Ahluwalia was the co-pilot of the Air India airplane that crashed in Mangalore on Saturday morning.
His family in JB Nagar at Andheri (East) is in shock, and did not believe that he was dead until his older brother reached Mangalore and confirmed the news. “They were hopeful that their son was alive. But his brother Virji, who flew down to Mangalore and identified the body,” said one of Ahluwalia’s neighbours who did not wish to be named. “The feeling is yet to sink in. His mother is in a state of shock.”
An able navigator, Ahluwalia quit Jet Airways to join Air India in 2009. He had clocked in more than 3,750 hours of flying.
Born into a family that deals in auto parts, Ahluwalia chose to be a pilot. An alumnus of Holy Family School at Andheri and N.M. College of Commerce and Economics, Vile Parle, Ahluwalia decided to become a pilot after he graduated and had been flying for 15 years.
“Talks of his marriage were on,” said a relative. “Down-to-earth and a perfectionist to the core, he had all the traits of a responsible pilot. He would sleep at the right time and get up well in advance if he was scheduled to fly,” said a friend requesting anonymity.
About 15 days ago when he visited his family, he met his school friend Sukhwinder Singh. “He was a lively person and a very keen sportsman.
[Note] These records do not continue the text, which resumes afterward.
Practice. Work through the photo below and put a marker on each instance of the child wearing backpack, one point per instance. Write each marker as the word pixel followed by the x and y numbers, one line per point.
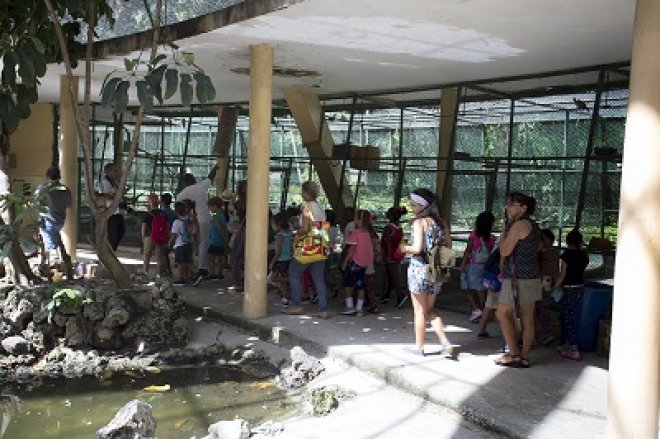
pixel 218 239
pixel 154 234
pixel 480 245
pixel 359 256
pixel 392 257
pixel 180 241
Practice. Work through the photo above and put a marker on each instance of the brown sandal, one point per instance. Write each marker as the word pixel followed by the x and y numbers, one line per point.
pixel 508 360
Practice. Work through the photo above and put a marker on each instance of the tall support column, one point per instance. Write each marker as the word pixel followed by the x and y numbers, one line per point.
pixel 261 91
pixel 444 180
pixel 227 119
pixel 634 377
pixel 69 160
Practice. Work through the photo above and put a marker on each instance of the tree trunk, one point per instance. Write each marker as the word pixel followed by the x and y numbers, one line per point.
pixel 107 256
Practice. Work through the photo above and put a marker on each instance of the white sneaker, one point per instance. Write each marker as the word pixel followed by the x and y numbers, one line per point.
pixel 475 316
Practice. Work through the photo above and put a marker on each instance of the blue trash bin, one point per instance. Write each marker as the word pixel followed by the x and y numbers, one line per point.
pixel 591 308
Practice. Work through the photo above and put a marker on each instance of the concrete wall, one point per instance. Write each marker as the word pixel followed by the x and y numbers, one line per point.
pixel 31 149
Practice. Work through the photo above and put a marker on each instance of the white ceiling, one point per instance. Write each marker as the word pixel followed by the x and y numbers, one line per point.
pixel 366 45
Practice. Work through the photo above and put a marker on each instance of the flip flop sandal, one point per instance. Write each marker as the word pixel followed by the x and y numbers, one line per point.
pixel 513 361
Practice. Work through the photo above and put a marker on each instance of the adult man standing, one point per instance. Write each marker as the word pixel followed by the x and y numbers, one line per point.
pixel 105 189
pixel 56 198
pixel 198 193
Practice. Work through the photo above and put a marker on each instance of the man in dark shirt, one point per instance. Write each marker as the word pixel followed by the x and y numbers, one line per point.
pixel 56 198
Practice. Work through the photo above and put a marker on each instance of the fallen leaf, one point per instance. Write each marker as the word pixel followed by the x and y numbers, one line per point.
pixel 180 423
pixel 262 385
pixel 163 388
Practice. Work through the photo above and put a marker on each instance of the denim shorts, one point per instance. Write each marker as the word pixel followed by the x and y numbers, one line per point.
pixel 354 276
pixel 183 254
pixel 49 231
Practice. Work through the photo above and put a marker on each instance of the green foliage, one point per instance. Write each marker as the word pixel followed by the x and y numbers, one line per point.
pixel 27 43
pixel 180 73
pixel 25 209
pixel 68 297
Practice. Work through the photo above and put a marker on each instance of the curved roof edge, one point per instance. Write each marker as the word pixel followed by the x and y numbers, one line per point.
pixel 189 28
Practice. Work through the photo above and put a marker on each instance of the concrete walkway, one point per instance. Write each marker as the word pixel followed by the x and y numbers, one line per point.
pixel 554 398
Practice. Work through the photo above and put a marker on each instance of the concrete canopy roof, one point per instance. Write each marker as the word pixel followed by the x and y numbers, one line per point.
pixel 340 47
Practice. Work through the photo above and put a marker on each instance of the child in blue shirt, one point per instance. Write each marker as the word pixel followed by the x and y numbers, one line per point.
pixel 218 240
pixel 279 264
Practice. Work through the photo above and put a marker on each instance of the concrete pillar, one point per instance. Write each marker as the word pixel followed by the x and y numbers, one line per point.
pixel 227 119
pixel 634 377
pixel 306 109
pixel 443 186
pixel 256 243
pixel 69 160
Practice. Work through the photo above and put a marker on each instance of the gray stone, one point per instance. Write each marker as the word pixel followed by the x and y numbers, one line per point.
pixel 105 338
pixel 93 312
pixel 40 316
pixel 115 301
pixel 22 314
pixel 135 420
pixel 141 300
pixel 304 368
pixel 115 317
pixel 16 345
pixel 74 332
pixel 236 429
pixel 168 292
pixel 59 319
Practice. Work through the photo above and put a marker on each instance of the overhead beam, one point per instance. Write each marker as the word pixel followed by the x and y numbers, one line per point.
pixel 306 109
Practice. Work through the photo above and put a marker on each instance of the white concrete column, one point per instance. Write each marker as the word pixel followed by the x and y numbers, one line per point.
pixel 634 378
pixel 68 149
pixel 448 107
pixel 256 243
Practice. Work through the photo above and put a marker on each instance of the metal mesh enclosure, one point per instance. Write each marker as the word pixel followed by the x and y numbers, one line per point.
pixel 558 138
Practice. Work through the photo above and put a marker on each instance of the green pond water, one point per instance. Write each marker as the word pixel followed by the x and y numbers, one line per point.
pixel 198 397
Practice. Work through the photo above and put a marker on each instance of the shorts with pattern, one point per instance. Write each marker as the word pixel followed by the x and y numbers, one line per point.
pixel 281 268
pixel 355 276
pixel 529 291
pixel 183 254
pixel 217 250
pixel 417 283
pixel 473 278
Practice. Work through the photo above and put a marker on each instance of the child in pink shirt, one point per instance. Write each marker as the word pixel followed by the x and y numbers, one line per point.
pixel 359 256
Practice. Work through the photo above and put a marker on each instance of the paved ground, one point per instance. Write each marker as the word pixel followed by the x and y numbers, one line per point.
pixel 554 398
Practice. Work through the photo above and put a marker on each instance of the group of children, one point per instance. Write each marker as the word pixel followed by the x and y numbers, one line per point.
pixel 356 258
pixel 166 230
pixel 562 278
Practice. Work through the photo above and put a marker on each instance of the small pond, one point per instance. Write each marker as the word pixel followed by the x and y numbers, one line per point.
pixel 198 396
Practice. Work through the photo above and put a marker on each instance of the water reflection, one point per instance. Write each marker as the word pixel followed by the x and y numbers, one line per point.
pixel 198 397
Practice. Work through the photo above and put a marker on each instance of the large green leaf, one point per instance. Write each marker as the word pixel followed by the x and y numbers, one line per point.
pixel 23 101
pixel 9 69
pixel 26 68
pixel 9 112
pixel 171 83
pixel 186 89
pixel 108 92
pixel 145 94
pixel 120 101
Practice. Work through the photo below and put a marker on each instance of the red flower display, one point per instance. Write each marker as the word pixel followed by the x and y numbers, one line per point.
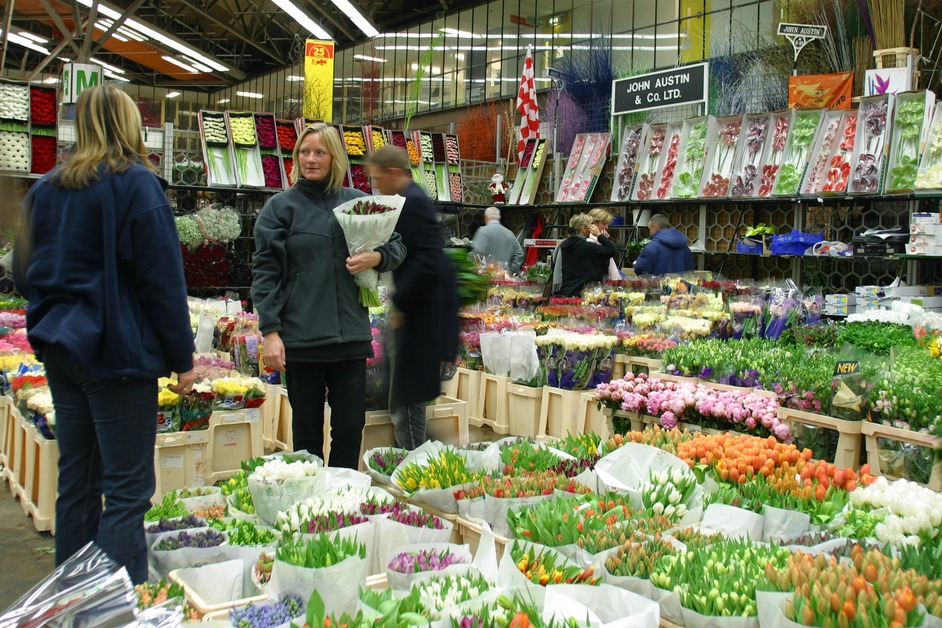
pixel 42 105
pixel 44 149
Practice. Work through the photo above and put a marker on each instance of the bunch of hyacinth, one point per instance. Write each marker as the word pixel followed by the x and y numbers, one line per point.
pixel 424 560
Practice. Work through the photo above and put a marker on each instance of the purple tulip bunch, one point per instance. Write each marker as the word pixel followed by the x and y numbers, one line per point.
pixel 424 560
pixel 417 519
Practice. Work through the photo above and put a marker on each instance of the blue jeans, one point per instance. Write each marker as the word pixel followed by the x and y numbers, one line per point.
pixel 106 430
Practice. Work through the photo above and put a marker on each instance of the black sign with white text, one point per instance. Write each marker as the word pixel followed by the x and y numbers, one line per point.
pixel 686 85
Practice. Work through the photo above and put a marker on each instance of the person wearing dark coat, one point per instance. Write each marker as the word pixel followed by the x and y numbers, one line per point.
pixel 577 261
pixel 424 303
pixel 666 253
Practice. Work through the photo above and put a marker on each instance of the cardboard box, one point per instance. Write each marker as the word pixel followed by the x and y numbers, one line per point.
pixel 924 239
pixel 840 299
pixel 926 228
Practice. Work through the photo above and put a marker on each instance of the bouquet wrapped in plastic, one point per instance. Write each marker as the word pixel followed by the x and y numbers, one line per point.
pixel 368 223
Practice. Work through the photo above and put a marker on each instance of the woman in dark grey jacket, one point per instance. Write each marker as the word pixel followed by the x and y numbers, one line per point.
pixel 315 330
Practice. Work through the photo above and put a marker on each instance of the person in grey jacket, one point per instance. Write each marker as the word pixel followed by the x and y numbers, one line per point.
pixel 315 330
pixel 496 242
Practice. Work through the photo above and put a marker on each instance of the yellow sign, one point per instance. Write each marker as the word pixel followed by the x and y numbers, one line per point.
pixel 830 91
pixel 319 79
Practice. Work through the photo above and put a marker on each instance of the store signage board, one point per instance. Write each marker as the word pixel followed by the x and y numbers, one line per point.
pixel 686 85
pixel 77 77
pixel 800 35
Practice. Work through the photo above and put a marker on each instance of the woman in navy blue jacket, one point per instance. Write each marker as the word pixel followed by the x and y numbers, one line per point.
pixel 99 261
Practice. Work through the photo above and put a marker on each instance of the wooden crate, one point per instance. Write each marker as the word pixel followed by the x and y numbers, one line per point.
pixel 849 438
pixel 270 414
pixel 447 421
pixel 18 459
pixel 636 364
pixel 637 425
pixel 180 460
pixel 471 535
pixel 468 389
pixel 874 431
pixel 6 425
pixel 234 436
pixel 493 404
pixel 42 476
pixel 667 377
pixel 524 404
pixel 591 416
pixel 559 412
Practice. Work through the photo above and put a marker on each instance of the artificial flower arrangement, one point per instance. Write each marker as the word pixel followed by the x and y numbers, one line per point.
pixel 576 361
pixel 744 180
pixel 868 589
pixel 801 138
pixel 628 158
pixel 444 469
pixel 368 224
pixel 14 101
pixel 216 148
pixel 825 145
pixel 929 176
pixel 14 147
pixel 780 124
pixel 667 166
pixel 249 171
pixel 911 122
pixel 695 152
pixel 652 144
pixel 723 148
pixel 873 122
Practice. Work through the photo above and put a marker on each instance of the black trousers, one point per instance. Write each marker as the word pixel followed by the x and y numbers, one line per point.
pixel 343 386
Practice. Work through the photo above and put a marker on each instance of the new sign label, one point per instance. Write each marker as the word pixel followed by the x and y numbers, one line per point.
pixel 686 85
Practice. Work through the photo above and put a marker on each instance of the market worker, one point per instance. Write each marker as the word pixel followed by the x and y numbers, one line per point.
pixel 496 242
pixel 424 303
pixel 99 261
pixel 577 262
pixel 667 252
pixel 315 330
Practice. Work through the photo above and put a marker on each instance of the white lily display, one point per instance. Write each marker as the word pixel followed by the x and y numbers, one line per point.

He always captained the team he played for,” Singh said.
This time when he met Singh, Ahluwalia told him about his newfound passion for creating accounting software. “Soon after his graduation, he had done a software course from a reputed private institution. He told me he would now spend his free time making software for accountancy,” Singh said.
Relatives said whenever Ahluwalia was in Mumbai, he would spend most of his time with his family and at a nearby Gurudwara. Ahluwalia leaves behind his mother, two older brothers and a sister.